Intel’s optane memory, released last year, claims to be a new innovation in memory technology. I came across a stick of this memory in a new 2018 HP desktop that made it’s way into the shop for repairs. Immediately it struck me as odd. It’s elongated shape crammed with BGA chips was placed beside the wifi card in a PCIe Mini slot.

Intel claims this memory architecture is faster than NAND flash yet slower than DRAM, functioning as a sort of cache between the HDD or a standard SSD and RAM. This makes sense because there are obvious bottlenecks when fetching data from a slow device like an HDD. This technology will ideally increase the feed rate of data to the CPU.

In fact,  Optane is basically a next-gen version of Intel’s Smart Response Technology (SRT), which used cheap, low-capacity SSDs to cache data for slower, high-capacity conventional hard drives. The difference is that Optane uses memory manufactured and sold by Intel, in conjunction with special hardware and software components on compatible motherboards.

Intel is already selling “Optane” storage drives for corporate data centers. These are closer to conventional SSDs, bringing that expensive, speedy memory right to the storage component of mission-critical servers. Right now, the only industrial-class Optane storage drive mounts just 375GB of storage directly to a PCI express slot, and those drives are selling for thousands of dollars in bulk orders to corporate customers—not exactly a wise investment for a traditional independent system-builder.

According to Intel’s marketing material, adding an Optane M.2 memory module to a 7th-gen Core motherboard can speed up overall “performance” by 28%, with a 1400% increase in data access for an older, spinning hard drive design and “twice the responsiveness” of everyday tasks.

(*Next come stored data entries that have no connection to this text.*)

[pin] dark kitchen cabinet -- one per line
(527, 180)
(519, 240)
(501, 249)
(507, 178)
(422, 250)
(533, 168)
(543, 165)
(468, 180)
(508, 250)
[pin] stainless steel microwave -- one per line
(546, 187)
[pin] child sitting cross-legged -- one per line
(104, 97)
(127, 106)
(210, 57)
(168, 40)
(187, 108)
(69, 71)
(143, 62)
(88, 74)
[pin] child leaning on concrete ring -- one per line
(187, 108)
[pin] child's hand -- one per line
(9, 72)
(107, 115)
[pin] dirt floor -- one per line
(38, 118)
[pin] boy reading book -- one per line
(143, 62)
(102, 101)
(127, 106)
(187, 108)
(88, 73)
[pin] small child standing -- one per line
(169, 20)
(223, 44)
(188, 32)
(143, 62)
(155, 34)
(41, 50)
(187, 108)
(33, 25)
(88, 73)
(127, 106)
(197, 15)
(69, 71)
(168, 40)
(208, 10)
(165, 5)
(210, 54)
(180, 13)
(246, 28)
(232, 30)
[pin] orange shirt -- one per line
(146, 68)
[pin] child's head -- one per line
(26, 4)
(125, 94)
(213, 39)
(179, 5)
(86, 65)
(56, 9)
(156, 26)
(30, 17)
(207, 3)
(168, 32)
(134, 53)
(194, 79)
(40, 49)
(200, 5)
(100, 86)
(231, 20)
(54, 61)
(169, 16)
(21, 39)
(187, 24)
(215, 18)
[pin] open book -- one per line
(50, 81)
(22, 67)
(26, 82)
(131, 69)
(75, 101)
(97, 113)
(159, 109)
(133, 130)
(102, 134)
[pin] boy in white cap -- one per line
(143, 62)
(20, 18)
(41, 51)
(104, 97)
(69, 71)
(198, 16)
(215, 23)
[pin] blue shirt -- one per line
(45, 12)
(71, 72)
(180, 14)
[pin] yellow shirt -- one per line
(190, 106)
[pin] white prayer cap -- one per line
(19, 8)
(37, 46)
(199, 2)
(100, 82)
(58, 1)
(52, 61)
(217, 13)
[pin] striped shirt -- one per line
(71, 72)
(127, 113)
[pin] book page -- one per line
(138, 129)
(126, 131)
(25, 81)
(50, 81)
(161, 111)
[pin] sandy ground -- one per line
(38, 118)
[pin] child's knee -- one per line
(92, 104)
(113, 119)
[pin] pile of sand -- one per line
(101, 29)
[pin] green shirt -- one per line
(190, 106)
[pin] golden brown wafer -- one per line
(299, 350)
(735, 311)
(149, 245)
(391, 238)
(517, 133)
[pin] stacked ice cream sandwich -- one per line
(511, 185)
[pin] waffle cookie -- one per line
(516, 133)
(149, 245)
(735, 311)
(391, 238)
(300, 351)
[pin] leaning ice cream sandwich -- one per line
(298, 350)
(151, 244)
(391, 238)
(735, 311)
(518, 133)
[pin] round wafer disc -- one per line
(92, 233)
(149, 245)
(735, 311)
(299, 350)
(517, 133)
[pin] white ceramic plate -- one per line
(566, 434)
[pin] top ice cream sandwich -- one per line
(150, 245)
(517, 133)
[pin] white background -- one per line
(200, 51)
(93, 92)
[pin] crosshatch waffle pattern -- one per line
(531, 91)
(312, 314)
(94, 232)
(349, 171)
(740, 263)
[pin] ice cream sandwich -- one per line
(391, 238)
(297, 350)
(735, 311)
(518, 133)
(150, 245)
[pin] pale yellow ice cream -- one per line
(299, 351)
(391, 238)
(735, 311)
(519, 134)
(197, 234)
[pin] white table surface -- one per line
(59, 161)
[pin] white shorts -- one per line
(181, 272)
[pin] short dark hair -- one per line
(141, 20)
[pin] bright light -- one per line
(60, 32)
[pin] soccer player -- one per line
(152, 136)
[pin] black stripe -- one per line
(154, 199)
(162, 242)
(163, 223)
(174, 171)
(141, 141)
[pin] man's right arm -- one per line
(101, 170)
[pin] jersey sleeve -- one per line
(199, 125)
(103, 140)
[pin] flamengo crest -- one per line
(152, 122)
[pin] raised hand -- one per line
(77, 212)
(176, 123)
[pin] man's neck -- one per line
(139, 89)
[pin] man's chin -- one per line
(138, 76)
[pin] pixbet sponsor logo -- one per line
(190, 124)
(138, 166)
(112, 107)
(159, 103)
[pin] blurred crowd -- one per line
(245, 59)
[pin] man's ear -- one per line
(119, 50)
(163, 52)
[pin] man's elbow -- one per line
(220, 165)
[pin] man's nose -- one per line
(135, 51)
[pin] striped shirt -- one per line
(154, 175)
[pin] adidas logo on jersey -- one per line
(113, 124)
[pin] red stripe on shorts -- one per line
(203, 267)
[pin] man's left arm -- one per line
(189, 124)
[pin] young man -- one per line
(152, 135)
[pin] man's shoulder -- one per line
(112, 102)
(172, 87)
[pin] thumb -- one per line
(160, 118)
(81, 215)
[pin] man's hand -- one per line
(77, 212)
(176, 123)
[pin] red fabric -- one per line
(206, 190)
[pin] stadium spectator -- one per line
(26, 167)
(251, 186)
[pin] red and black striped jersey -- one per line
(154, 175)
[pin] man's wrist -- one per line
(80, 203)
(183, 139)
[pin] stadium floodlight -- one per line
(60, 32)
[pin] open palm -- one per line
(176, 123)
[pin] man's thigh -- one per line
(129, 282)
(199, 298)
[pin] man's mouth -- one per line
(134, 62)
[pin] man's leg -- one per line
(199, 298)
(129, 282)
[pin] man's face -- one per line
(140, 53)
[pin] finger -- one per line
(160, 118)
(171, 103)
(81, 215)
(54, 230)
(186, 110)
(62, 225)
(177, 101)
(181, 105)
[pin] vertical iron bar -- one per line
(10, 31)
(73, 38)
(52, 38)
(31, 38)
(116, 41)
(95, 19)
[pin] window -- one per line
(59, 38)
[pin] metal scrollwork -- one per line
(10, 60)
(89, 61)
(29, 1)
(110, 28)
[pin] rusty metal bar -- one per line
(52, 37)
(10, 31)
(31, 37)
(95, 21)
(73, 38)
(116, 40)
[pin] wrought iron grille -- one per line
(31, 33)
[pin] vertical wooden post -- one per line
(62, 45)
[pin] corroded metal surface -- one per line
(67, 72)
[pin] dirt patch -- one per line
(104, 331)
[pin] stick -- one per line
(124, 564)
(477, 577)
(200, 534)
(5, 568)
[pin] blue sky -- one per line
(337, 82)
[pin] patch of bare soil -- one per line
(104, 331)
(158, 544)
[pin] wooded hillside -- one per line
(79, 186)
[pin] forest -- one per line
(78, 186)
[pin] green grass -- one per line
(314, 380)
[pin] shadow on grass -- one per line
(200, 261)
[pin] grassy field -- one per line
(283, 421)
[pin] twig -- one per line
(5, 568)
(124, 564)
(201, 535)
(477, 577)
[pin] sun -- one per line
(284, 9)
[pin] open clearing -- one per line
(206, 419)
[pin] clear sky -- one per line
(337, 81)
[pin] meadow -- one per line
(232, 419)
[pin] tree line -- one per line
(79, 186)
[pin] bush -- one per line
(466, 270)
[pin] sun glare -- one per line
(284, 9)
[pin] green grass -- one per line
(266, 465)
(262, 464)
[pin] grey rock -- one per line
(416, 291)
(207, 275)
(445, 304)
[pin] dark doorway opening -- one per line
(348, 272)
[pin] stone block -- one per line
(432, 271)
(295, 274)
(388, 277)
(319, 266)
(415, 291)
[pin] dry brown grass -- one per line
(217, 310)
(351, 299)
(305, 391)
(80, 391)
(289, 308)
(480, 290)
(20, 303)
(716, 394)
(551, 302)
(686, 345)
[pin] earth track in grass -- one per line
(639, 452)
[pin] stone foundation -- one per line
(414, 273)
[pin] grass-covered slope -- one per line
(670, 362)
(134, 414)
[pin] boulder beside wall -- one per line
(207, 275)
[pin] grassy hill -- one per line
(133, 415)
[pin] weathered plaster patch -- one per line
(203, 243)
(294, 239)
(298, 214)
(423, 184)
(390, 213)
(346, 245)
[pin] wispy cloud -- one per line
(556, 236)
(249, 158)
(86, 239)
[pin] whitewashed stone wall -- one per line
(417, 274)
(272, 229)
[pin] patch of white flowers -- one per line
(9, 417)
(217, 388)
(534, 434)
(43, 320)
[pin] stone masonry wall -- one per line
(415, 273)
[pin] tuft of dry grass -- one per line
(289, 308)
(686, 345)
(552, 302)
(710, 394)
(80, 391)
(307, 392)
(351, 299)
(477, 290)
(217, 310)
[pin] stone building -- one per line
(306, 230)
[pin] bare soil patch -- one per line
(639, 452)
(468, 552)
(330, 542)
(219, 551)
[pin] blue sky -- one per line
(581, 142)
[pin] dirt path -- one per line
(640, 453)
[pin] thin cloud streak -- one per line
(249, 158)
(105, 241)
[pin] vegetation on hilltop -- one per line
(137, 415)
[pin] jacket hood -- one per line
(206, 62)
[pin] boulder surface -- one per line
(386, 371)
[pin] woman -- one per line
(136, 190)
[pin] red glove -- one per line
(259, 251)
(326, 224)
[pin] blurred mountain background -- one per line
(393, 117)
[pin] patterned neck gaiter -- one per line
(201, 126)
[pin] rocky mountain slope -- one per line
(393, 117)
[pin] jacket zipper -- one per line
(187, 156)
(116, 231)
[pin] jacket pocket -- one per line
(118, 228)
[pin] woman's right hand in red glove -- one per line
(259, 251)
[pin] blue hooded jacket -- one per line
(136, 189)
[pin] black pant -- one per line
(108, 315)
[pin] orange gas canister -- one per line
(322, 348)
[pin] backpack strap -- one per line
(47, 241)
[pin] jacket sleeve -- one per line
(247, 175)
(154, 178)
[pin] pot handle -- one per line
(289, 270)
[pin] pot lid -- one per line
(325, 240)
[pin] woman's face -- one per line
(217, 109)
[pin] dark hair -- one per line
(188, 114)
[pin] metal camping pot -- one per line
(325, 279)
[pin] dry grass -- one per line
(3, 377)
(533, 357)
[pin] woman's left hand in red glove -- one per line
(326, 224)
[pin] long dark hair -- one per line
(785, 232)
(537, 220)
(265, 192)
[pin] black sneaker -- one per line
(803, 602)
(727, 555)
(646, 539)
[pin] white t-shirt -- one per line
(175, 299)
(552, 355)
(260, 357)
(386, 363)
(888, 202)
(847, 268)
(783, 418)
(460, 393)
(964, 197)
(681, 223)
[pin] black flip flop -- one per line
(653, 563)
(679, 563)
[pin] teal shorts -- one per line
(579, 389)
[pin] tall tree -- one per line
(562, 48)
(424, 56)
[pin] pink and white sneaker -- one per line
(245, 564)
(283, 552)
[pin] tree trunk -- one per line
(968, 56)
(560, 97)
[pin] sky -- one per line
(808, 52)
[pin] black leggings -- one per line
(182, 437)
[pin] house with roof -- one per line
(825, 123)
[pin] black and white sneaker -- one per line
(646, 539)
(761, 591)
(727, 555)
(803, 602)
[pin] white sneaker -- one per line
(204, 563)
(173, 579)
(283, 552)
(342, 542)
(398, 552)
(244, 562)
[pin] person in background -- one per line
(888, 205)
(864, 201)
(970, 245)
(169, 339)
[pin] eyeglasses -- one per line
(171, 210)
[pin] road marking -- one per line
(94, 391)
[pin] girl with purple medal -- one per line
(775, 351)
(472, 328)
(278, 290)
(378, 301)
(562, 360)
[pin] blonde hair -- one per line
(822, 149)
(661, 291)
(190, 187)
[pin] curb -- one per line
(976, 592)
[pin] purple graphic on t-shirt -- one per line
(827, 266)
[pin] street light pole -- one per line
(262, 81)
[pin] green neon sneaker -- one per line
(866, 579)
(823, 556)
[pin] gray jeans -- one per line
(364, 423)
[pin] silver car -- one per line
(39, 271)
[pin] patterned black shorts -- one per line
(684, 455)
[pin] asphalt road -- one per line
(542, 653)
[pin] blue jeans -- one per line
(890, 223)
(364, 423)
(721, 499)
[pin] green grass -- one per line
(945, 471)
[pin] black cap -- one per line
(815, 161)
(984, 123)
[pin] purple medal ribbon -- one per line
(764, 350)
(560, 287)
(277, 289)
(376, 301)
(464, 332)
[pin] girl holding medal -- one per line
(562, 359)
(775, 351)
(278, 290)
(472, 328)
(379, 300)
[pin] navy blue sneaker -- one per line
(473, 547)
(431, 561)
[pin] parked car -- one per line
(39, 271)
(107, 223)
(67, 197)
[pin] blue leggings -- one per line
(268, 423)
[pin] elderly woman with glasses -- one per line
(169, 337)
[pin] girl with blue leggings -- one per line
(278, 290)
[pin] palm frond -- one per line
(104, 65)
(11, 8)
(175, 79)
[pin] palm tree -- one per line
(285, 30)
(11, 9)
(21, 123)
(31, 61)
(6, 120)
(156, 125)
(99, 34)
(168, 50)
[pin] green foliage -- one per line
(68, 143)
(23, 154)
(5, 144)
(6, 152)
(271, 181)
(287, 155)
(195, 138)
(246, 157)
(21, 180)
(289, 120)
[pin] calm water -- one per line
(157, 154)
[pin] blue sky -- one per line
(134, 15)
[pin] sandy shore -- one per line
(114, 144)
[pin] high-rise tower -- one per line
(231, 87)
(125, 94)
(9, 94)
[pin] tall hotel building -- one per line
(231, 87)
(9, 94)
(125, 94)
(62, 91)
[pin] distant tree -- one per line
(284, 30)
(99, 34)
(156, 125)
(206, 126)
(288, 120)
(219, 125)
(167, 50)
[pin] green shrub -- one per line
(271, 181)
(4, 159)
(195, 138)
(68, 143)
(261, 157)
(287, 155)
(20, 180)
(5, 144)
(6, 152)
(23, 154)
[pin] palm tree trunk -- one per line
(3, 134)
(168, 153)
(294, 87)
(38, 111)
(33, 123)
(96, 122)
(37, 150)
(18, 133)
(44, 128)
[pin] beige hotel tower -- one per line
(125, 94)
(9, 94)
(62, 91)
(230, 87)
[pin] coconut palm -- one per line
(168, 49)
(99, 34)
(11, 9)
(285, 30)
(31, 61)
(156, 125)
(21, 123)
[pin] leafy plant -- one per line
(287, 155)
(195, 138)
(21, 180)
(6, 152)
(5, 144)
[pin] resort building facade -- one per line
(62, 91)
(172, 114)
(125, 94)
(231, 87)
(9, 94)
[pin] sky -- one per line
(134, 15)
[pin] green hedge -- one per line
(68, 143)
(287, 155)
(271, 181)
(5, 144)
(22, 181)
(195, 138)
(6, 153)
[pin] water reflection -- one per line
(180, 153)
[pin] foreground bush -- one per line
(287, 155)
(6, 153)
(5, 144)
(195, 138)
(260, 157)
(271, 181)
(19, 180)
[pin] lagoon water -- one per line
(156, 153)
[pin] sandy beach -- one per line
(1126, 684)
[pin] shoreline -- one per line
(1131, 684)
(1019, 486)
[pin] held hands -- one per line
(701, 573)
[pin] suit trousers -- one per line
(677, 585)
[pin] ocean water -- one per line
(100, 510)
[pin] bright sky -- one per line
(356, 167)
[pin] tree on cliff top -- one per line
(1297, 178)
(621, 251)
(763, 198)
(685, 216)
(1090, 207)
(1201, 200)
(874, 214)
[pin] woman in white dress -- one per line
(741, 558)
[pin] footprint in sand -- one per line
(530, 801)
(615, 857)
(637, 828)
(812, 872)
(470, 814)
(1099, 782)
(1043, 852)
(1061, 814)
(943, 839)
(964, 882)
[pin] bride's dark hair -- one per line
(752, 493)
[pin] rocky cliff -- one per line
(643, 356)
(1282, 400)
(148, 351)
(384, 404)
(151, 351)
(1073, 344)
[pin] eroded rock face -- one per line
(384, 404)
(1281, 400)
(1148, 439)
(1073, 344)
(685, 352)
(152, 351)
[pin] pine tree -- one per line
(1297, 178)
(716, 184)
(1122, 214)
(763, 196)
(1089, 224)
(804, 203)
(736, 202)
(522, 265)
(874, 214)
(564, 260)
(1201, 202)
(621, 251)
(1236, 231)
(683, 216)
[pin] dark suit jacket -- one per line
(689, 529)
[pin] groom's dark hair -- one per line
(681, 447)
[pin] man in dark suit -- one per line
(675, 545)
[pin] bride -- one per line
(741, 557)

Clearly, this technology makes the most sense when paired with a spinner drive and the performance gains will be less dramatic if you already use an SSD as your main storage device. Optane modules are relatively cheap performance add-ons—approximately $50 for the 16GB M.2 card and $100 for the 32GB version, at the time of writing—it might seem like a no-brainer. But keep in mind a few things. One, you’ll need the latest seventh-generation processor and a compatible motherboard to take advantage of it. Two, though Intel is advertising performance boosts for more or less any situation and application, the most dramatic improvements come from a system with an older spinning hard drive, not increasingly-popular SSD storage. The Optane system also increases power draw by a considerable margin.

In conclusion the average PC enthusiast would be better off tossing his HDD for a high capacity SSD and saving the headache of upgrading his motherboard and processor in order to use Intel’s Optane Memory. However from Intel’s point of view the innovation is clearly a move to add more proprietary peripherals to their ecosystem of power-hungry jumbo-cache CISC processors that they can market to corporations and consumers alike.